Louise Michel, avvertenze per l’uso

Informo i gentili lettori di due cose. La prima: Louise Michel, prossimo appuntamento della rassegna Learn by movies, sarà proiettato in due spettacoli, alle 21 e alle 22.45, per non affollare troppo l’Arena Argetina. Quindi non ammassatevi, c’è posto per tutti. La seconda: se durante il film non sapete se ridere o piangere, non preoccupatevi, meglio una bella risata. Louise Michel è una commedia nera, nerissima, che riesce a parlare della crisi meglio di tanti parrucconi mucciniani, senza pietismi e con una buona dosa di ironia feroce, estrema. Un sarcasmo che è anche una sonora risposta alla stessa crisi. O meglio uno schiaffo, un pugno, uno sparo dritto in faccia.
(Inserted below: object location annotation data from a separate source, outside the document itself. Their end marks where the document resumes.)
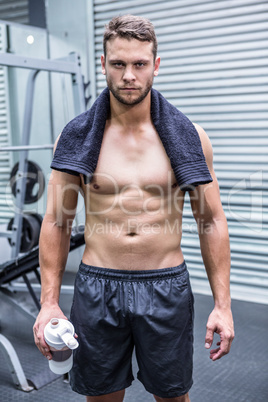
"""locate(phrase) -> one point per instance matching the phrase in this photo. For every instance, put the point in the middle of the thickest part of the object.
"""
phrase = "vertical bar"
(78, 86)
(91, 51)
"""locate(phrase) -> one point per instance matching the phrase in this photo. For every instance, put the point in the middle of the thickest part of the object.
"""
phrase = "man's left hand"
(220, 321)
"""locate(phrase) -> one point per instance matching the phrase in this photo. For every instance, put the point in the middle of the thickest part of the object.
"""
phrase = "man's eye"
(117, 64)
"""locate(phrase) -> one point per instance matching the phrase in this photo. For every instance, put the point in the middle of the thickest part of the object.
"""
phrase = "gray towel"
(80, 142)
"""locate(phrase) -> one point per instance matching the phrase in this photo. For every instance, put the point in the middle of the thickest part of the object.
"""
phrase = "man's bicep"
(62, 194)
(205, 199)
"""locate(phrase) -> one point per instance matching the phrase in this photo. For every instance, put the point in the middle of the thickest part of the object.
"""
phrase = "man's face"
(130, 69)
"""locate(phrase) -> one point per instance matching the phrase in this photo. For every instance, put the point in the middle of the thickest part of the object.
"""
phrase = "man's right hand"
(46, 313)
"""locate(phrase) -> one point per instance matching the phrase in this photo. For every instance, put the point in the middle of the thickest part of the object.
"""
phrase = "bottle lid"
(59, 333)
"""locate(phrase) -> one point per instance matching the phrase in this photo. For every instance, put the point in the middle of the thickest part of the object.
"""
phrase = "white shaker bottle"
(59, 335)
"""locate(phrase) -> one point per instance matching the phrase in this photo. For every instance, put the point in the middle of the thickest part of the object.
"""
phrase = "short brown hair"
(130, 27)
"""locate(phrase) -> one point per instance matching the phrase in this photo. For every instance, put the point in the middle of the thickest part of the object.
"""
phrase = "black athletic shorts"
(115, 310)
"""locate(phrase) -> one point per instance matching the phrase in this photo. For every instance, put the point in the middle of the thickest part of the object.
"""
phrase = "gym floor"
(242, 376)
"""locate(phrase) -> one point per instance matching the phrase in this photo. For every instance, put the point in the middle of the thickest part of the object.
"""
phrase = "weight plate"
(35, 182)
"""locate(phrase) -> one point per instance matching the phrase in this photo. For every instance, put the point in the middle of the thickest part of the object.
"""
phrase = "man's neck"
(130, 116)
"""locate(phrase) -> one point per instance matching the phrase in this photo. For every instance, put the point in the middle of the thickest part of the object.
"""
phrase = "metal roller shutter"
(214, 69)
(14, 10)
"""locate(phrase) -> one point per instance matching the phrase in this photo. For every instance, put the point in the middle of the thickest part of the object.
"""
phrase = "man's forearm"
(215, 249)
(54, 248)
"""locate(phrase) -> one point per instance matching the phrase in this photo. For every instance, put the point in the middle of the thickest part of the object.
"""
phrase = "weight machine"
(24, 176)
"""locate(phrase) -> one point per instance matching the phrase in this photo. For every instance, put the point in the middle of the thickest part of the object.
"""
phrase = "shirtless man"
(126, 294)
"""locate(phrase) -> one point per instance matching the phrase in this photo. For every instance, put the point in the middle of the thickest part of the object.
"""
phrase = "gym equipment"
(35, 182)
(24, 193)
(31, 226)
(19, 266)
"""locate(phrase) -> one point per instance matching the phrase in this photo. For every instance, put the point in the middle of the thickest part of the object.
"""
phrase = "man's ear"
(103, 64)
(156, 66)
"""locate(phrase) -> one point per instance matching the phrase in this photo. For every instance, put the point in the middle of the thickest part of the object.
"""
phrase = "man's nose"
(128, 74)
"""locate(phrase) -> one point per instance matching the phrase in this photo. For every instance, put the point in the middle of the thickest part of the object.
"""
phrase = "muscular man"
(132, 287)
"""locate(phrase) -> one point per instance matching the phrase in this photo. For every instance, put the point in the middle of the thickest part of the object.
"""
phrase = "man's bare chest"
(140, 162)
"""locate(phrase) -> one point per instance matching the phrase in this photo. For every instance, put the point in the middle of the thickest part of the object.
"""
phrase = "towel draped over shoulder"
(80, 142)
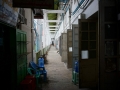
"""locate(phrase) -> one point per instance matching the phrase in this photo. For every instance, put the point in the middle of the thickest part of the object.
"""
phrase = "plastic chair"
(40, 69)
(37, 74)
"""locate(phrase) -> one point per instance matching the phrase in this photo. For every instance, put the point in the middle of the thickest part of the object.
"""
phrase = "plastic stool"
(33, 81)
(26, 85)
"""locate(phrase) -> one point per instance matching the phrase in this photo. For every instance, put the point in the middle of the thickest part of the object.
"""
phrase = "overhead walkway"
(59, 77)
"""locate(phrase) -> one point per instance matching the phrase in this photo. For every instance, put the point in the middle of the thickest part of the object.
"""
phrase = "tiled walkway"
(59, 77)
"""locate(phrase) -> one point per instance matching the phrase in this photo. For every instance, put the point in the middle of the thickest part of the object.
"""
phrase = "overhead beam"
(53, 21)
(53, 29)
(54, 11)
(53, 26)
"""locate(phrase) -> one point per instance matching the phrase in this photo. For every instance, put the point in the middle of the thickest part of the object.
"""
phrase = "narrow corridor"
(59, 77)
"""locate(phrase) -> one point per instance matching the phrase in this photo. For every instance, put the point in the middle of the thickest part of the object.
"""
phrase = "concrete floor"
(59, 77)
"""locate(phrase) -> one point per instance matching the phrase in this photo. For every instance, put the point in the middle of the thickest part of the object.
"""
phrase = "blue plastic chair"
(41, 62)
(41, 69)
(37, 74)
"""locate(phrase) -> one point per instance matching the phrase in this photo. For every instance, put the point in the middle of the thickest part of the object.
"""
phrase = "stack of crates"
(75, 74)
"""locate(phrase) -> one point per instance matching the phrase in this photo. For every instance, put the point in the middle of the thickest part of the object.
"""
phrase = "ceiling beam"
(54, 11)
(53, 26)
(53, 29)
(53, 21)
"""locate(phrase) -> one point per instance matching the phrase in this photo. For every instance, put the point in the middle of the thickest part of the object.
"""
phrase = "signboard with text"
(8, 14)
(41, 4)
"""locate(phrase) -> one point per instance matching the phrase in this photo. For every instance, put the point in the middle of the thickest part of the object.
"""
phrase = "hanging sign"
(41, 4)
(8, 14)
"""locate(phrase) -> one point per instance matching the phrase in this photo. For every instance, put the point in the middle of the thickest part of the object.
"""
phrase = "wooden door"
(64, 47)
(69, 48)
(109, 45)
(88, 51)
(75, 44)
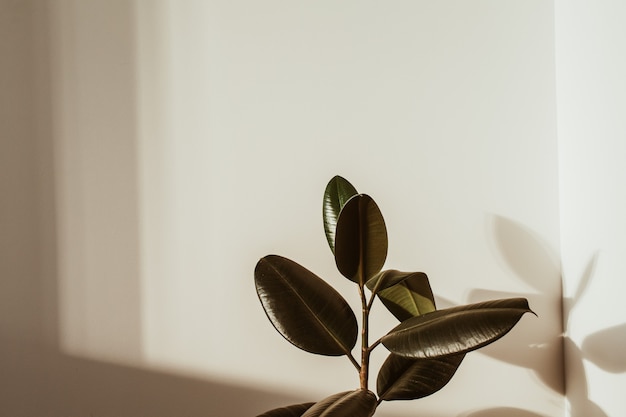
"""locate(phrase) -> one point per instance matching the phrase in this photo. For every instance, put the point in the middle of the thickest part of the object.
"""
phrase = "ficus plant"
(425, 348)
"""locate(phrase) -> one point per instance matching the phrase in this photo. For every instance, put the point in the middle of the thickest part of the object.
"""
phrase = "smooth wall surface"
(592, 102)
(179, 142)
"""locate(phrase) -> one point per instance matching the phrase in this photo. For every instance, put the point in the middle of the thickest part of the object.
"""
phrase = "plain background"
(152, 152)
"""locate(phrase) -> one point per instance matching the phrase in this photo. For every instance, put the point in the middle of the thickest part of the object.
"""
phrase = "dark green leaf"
(361, 239)
(303, 308)
(409, 297)
(455, 330)
(290, 411)
(359, 403)
(409, 379)
(338, 191)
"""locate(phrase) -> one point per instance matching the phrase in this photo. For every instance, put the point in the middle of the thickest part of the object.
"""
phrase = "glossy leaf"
(409, 296)
(361, 239)
(409, 379)
(359, 403)
(303, 308)
(337, 193)
(295, 410)
(455, 330)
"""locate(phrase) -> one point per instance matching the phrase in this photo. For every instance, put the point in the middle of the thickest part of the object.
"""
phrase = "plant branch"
(354, 361)
(365, 350)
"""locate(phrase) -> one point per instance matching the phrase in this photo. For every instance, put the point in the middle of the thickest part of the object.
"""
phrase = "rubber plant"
(426, 347)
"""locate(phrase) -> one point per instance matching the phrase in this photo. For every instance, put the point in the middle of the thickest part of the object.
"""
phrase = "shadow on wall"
(36, 378)
(39, 381)
(532, 260)
(604, 348)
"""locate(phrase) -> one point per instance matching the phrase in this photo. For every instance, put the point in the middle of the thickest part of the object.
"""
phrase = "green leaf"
(295, 410)
(359, 403)
(409, 296)
(303, 308)
(455, 330)
(361, 239)
(409, 379)
(338, 191)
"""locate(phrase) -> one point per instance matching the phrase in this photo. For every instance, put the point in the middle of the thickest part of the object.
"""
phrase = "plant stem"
(365, 350)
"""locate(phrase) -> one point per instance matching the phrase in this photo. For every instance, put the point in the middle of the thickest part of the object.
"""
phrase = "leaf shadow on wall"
(36, 377)
(535, 263)
(604, 348)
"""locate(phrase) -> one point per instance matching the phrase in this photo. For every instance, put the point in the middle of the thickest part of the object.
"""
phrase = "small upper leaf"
(303, 308)
(410, 296)
(455, 330)
(361, 239)
(295, 410)
(359, 403)
(409, 379)
(337, 193)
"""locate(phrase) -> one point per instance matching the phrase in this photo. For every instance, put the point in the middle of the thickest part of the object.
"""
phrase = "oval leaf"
(295, 410)
(361, 239)
(303, 308)
(410, 297)
(455, 330)
(359, 403)
(409, 379)
(337, 193)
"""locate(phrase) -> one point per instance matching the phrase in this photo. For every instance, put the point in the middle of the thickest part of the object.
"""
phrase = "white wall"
(192, 138)
(591, 40)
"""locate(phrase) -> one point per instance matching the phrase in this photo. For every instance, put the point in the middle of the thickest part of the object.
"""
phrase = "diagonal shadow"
(534, 263)
(519, 247)
(36, 377)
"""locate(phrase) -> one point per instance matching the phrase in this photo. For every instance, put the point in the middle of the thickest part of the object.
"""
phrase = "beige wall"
(592, 102)
(156, 150)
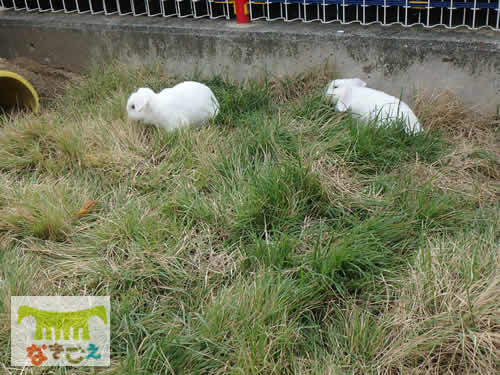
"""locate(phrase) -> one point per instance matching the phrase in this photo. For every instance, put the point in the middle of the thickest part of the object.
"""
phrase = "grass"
(282, 238)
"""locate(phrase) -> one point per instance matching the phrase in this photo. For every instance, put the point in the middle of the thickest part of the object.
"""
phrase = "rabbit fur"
(186, 104)
(370, 104)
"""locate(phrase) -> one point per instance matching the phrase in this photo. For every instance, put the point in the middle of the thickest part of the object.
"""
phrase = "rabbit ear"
(140, 102)
(345, 99)
(359, 82)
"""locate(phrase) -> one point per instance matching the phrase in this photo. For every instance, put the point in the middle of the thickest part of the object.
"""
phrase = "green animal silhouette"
(61, 321)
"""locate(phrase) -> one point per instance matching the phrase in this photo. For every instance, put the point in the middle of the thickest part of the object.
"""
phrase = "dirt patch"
(49, 82)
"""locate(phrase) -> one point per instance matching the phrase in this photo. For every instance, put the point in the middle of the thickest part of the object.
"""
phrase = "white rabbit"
(344, 83)
(186, 104)
(370, 104)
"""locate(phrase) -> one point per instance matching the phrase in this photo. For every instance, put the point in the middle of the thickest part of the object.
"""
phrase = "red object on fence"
(241, 8)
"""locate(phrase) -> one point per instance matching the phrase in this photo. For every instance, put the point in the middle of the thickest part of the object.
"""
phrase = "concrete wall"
(388, 58)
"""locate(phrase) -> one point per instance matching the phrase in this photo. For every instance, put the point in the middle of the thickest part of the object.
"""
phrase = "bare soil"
(49, 82)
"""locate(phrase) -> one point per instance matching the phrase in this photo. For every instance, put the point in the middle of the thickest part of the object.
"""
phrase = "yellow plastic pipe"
(17, 91)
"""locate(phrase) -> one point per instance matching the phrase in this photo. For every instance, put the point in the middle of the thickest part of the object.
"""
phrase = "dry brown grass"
(473, 163)
(446, 315)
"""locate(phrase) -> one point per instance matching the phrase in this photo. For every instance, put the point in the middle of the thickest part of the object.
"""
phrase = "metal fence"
(474, 15)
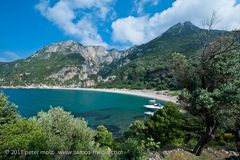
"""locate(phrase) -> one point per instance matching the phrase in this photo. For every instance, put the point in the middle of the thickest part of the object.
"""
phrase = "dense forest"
(210, 97)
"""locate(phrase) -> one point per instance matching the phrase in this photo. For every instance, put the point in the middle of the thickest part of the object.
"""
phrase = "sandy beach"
(159, 95)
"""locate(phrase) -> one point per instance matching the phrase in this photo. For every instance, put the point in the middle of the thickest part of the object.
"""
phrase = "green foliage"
(8, 111)
(22, 137)
(150, 144)
(167, 125)
(64, 131)
(103, 137)
(133, 149)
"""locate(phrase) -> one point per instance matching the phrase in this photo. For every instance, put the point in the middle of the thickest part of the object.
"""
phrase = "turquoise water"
(115, 111)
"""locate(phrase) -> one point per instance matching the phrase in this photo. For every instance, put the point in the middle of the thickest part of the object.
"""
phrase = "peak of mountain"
(70, 63)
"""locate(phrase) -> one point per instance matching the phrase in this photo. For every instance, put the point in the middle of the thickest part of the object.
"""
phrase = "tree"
(66, 133)
(8, 111)
(103, 137)
(167, 126)
(211, 81)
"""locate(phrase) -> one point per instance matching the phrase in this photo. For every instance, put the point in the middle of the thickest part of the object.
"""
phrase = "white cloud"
(139, 5)
(9, 56)
(70, 16)
(137, 30)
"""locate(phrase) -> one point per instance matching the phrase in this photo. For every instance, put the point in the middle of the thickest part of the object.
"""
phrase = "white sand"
(160, 95)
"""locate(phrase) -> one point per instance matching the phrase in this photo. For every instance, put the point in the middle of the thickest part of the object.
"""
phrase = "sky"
(28, 25)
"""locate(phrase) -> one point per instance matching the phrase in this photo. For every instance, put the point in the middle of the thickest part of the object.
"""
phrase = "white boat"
(149, 113)
(156, 106)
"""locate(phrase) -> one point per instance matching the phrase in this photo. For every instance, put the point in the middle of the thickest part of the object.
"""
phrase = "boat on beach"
(153, 106)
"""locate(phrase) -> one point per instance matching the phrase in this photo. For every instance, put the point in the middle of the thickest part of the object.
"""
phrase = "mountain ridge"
(70, 63)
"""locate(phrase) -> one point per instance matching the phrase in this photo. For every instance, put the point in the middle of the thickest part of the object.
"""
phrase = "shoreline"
(159, 95)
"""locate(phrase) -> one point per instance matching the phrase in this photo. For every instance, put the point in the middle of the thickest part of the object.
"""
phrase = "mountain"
(64, 63)
(72, 64)
(146, 66)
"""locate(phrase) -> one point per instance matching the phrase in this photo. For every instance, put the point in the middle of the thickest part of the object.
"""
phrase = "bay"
(115, 111)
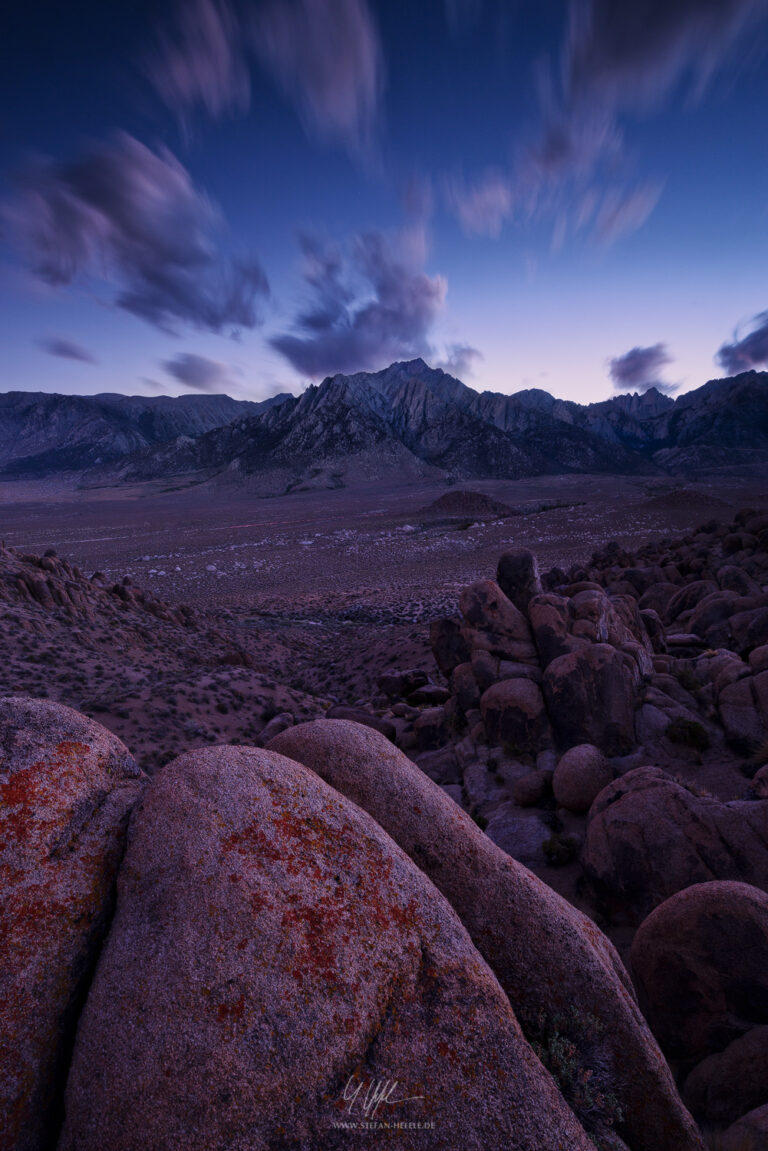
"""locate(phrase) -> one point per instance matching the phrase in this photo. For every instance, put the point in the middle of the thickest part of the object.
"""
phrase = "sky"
(246, 196)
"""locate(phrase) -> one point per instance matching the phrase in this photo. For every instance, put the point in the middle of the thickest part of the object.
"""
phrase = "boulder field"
(521, 904)
(284, 957)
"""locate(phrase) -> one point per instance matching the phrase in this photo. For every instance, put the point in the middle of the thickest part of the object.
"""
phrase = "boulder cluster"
(611, 721)
(296, 946)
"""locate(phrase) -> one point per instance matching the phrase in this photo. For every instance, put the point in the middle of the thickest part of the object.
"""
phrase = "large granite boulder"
(579, 777)
(725, 1085)
(494, 624)
(67, 787)
(592, 695)
(549, 959)
(648, 837)
(514, 715)
(749, 1133)
(700, 965)
(273, 955)
(517, 576)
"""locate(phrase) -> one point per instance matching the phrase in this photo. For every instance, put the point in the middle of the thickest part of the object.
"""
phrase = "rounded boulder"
(700, 965)
(274, 959)
(579, 777)
(67, 789)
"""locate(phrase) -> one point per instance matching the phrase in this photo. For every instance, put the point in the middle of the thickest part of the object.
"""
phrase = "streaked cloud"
(197, 372)
(66, 349)
(199, 61)
(747, 351)
(130, 216)
(641, 368)
(485, 206)
(371, 304)
(327, 58)
(459, 360)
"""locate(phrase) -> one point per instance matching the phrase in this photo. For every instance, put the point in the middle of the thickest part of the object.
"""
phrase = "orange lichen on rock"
(67, 787)
(329, 955)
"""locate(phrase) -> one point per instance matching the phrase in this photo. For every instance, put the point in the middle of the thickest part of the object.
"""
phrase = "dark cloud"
(199, 61)
(632, 54)
(369, 307)
(327, 58)
(459, 360)
(66, 349)
(197, 372)
(640, 368)
(126, 213)
(618, 60)
(747, 352)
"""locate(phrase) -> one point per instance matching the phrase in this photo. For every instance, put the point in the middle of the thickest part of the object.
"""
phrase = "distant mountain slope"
(407, 420)
(409, 417)
(43, 434)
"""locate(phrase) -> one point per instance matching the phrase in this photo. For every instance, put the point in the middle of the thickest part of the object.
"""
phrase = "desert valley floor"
(339, 577)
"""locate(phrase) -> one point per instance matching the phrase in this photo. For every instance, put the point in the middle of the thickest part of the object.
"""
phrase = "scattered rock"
(648, 838)
(358, 715)
(532, 789)
(700, 966)
(517, 576)
(724, 1087)
(749, 1134)
(274, 726)
(514, 714)
(400, 684)
(547, 957)
(591, 698)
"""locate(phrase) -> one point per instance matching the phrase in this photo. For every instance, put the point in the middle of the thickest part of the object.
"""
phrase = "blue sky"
(246, 196)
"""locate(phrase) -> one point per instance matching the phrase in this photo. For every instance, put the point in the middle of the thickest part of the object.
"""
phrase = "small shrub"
(689, 679)
(568, 1044)
(689, 733)
(560, 850)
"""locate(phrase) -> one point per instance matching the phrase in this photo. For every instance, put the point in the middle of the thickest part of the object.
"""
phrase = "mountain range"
(407, 420)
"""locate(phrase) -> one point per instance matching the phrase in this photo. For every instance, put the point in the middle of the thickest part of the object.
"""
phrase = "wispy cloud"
(199, 61)
(747, 351)
(483, 207)
(641, 368)
(197, 372)
(370, 305)
(134, 216)
(327, 58)
(624, 211)
(633, 54)
(66, 349)
(459, 360)
(617, 62)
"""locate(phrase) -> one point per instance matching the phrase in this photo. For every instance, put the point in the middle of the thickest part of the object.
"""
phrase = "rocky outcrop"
(274, 954)
(67, 787)
(579, 777)
(592, 698)
(548, 958)
(727, 1085)
(700, 965)
(648, 837)
(750, 1133)
(517, 576)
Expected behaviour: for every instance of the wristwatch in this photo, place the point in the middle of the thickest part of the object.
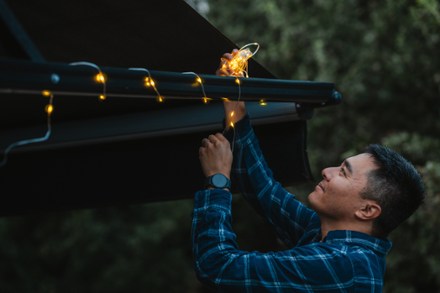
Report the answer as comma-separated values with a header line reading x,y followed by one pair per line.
x,y
218,180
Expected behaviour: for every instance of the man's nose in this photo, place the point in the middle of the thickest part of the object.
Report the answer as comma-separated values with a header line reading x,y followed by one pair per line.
x,y
328,173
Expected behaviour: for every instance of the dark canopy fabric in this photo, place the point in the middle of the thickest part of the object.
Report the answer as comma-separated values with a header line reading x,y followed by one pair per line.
x,y
157,35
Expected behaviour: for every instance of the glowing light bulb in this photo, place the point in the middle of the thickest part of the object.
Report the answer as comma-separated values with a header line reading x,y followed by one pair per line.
x,y
46,93
49,109
100,78
263,102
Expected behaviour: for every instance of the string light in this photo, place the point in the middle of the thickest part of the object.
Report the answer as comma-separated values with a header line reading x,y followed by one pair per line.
x,y
149,82
99,77
238,64
48,109
199,82
263,102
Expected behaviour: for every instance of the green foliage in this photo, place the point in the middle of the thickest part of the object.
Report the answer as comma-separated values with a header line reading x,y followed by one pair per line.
x,y
383,57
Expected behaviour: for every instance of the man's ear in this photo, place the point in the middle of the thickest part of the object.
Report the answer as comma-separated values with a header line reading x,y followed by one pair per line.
x,y
370,210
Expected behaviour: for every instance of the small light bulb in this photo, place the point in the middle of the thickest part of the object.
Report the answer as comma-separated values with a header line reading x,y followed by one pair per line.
x,y
49,109
46,93
263,102
100,78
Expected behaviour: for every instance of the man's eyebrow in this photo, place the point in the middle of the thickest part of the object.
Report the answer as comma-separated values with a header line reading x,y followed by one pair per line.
x,y
347,165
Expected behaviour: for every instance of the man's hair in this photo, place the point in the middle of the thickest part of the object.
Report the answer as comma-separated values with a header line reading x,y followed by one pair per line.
x,y
395,185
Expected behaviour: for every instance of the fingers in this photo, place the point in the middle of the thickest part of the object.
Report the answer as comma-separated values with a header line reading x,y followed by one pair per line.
x,y
214,140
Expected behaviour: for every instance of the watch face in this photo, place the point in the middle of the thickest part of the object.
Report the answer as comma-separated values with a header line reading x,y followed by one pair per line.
x,y
219,180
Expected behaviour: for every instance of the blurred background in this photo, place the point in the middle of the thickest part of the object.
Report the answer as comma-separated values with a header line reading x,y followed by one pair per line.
x,y
384,58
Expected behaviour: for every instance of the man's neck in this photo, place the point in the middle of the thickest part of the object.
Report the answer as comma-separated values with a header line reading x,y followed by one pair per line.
x,y
327,226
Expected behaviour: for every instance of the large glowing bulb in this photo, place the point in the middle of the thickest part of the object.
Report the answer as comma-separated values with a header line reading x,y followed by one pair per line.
x,y
100,78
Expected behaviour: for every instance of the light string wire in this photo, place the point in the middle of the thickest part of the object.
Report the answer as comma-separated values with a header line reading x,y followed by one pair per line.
x,y
150,82
199,82
238,64
48,109
99,77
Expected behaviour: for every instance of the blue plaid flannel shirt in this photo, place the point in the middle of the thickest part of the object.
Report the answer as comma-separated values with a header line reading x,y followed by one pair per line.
x,y
345,261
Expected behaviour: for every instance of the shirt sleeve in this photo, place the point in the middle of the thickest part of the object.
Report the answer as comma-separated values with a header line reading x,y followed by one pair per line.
x,y
219,261
251,175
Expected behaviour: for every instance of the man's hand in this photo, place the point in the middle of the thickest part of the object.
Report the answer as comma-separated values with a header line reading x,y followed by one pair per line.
x,y
234,111
215,155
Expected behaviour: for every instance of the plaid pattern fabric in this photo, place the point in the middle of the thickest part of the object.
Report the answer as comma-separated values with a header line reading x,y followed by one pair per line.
x,y
345,261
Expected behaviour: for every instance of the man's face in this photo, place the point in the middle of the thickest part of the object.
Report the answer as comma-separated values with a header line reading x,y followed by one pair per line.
x,y
337,196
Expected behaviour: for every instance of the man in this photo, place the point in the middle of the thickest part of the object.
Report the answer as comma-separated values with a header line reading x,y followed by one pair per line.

Certo, non la risposta democratica e razionale che si potesse sperare, ma forse l’unica in grado di saper scuotere.

E il film ha scosso tutti, sbancando i botteghini francesi sotto Natale (beati loro che non hanno a che fare con Boldi e De Sica ogni maledetta festività). Ha convinto critica e pubblico al Sundance Film Festival, vetrina di film indipendenti che spesso hanno come protagonisti gli emarginati, gli esclusi, i loosers, perdenti alla Little Miss Sunshine. Perdenti più sbandati di questi però non si erano mai visti: lei, Louise, in realtà è un lui, ex galeotto sbattuto fuori dalla fabbrica in cui lavorava insieme alle sue colleghe, pronte a vendicarsi del capitalista fedifrago scappato con la cassa. Lui, Michel, killer che custodisce un arsenale nella sua roulotte, in realtà ama mettersi degli orrendi tutù, non sa sparare e anche lui è sessualmente confuso. Non proprio l’individuo perfetto da ingaggiare per un omicidio. Insieme formano il nome di un’anarchica francese del 1800, buon segno visto che i due si scagliano come mine vaganti contro un sistema marcio, fatto di paradisi fiscali e ricchi imprenditori con villa, piscina e auricolare all’orecchio per seguire le quotazioni in borsa. Un sistema che finge di crollare per spostare i suoi investimenti altrove, in cerca di altri schiavi con meno pretese e guai a parlare di liquidazione. La soluzione a tutto ciò non sta certo in un colpo di pistola e non è nemmeno da condividere. Ma prendiamola più come un gesto simbolico, come l’unico atto capace di svegliare la massa dormiente, che crede di assistere a una folle commedia, in realtà la vive ogni giorno e ancora non lo sa.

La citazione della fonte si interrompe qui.